Job Update System¶

Overview¶

The KrakenHashes Job Update System automatically recalculates job keyspaces when associated wordlists, rules, or potfiles change during execution. This is a "going forward" system - when files are updated, only undispatched work is affected. Already-assigned tasks continue with their original parameters, ensuring consistency while allowing jobs to benefit from updated resources.

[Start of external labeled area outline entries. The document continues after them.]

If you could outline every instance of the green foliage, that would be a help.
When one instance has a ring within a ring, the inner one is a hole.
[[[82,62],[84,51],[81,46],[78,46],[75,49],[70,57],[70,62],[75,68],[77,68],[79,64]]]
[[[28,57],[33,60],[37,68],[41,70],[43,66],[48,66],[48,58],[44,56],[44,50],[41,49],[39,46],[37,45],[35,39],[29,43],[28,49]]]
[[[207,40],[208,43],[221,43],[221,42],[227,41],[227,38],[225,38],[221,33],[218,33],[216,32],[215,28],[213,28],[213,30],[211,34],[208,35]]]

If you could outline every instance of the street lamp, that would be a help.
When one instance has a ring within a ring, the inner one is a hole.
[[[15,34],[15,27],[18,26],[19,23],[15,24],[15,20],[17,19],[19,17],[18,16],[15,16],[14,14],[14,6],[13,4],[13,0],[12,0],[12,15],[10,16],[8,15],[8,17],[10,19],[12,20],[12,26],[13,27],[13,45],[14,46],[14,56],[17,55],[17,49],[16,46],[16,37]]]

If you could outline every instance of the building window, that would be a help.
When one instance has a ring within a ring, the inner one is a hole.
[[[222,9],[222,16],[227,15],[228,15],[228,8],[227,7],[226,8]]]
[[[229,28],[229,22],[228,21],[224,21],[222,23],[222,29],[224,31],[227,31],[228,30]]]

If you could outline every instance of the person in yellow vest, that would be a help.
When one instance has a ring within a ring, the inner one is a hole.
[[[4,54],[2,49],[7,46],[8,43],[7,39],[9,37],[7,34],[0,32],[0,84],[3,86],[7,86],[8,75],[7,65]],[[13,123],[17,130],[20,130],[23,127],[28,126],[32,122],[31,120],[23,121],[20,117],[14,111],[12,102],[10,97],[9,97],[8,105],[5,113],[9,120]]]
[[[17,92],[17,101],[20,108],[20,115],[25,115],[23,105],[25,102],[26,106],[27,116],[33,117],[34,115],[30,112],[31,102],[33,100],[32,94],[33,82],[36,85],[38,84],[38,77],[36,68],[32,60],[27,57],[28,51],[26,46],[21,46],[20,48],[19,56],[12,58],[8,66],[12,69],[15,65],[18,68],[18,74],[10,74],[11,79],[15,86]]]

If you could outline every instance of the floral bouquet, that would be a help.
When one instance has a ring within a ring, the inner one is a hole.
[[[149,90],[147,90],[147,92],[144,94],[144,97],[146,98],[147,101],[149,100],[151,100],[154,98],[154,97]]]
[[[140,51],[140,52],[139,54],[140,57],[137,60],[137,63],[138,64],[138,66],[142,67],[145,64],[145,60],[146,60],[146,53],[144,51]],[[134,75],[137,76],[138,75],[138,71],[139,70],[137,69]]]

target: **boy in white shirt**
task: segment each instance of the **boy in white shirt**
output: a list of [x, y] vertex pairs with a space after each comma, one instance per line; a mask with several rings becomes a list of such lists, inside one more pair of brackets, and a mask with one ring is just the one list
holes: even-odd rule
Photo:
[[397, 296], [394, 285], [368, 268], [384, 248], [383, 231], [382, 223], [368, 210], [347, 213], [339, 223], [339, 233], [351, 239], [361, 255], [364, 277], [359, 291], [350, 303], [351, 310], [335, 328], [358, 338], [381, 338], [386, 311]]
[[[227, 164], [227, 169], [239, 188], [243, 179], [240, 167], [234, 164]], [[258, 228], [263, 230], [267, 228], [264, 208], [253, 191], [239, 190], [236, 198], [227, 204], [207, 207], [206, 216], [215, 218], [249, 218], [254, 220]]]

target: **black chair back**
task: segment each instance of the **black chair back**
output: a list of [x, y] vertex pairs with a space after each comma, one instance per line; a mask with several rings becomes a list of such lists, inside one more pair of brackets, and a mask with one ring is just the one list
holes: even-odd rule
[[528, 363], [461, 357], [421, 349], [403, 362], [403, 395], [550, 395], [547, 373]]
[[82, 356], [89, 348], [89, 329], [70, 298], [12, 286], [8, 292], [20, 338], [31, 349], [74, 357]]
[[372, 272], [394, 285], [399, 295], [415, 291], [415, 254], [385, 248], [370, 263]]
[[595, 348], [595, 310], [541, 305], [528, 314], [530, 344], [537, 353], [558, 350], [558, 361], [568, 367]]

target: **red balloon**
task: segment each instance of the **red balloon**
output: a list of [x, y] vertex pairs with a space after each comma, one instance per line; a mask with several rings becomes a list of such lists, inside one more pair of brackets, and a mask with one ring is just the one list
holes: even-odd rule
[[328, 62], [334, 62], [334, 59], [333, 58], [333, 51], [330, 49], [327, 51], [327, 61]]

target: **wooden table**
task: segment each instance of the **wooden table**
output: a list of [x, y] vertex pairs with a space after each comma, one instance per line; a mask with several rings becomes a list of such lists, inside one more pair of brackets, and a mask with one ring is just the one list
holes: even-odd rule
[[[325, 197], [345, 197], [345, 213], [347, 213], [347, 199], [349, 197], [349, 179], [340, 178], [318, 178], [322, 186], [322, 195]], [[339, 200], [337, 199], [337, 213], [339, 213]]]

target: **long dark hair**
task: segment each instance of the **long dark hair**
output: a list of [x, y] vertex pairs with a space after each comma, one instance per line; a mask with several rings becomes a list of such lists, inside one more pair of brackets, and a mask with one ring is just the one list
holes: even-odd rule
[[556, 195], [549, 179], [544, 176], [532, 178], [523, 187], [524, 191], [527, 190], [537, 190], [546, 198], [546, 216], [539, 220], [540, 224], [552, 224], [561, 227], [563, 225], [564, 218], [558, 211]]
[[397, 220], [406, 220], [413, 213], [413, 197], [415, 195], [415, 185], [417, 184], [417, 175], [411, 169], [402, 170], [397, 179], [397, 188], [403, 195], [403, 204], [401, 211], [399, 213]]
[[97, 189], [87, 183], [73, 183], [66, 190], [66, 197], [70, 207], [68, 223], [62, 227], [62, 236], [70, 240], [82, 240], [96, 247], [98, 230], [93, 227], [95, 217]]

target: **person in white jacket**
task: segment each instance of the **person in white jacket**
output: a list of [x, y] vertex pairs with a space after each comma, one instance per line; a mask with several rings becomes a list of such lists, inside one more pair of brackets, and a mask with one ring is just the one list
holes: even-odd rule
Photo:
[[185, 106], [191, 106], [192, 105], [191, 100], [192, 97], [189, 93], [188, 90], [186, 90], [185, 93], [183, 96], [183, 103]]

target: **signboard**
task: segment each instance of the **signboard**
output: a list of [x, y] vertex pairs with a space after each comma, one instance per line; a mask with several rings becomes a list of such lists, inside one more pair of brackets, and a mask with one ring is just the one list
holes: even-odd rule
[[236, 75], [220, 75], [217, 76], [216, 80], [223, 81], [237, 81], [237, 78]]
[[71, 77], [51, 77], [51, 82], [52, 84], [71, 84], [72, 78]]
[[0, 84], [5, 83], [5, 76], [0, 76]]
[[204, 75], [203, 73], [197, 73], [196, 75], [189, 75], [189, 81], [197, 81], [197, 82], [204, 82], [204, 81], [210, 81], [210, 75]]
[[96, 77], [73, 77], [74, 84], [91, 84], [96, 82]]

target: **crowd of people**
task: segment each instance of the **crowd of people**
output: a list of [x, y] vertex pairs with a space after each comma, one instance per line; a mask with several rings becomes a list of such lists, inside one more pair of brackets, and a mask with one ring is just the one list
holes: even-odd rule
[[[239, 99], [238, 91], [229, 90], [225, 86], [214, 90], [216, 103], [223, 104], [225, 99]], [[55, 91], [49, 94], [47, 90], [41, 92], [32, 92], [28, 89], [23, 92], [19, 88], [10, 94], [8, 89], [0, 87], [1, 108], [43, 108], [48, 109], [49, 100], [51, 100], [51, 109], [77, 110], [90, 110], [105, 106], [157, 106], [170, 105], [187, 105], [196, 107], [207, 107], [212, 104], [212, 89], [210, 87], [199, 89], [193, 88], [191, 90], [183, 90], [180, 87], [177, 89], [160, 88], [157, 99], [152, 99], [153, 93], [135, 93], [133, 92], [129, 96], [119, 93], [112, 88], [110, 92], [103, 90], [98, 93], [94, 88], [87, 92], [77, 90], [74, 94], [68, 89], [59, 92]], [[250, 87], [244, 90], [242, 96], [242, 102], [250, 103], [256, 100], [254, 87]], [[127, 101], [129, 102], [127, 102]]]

Core Philosophy: Forward-Only Updates¶

The system operates on these principles:

No Deficit Tracking: The system doesn't track "missed" work from updates that occur after tasks are dispatched
Current State Calculation: Keyspaces are recalculated based on the current file state and remaining work
Non-Disruptive: Running tasks are never interrupted or restarted
Automatic Adjustment: Jobs automatically adapt to file changes without user intervention

How It Works¶

Directory Monitoring¶

The system continuously monitors three key directories:

Wordlists: /data/krakenhashes/wordlists/
Rules: /data/krakenhashes/rules/
Potfile: Special handling via staging mechanism

Note: The wordlists/clients/ subdirectory is explicitly skipped by the directory monitor. Client wordlists and client potfiles are managed via their own database tables (client_wordlists and client_potfiles) and dedicated API endpoints, not through file system monitoring. The monitor performs a prefix check: any file with a relative path starting with clients/ is ignored during directory scans.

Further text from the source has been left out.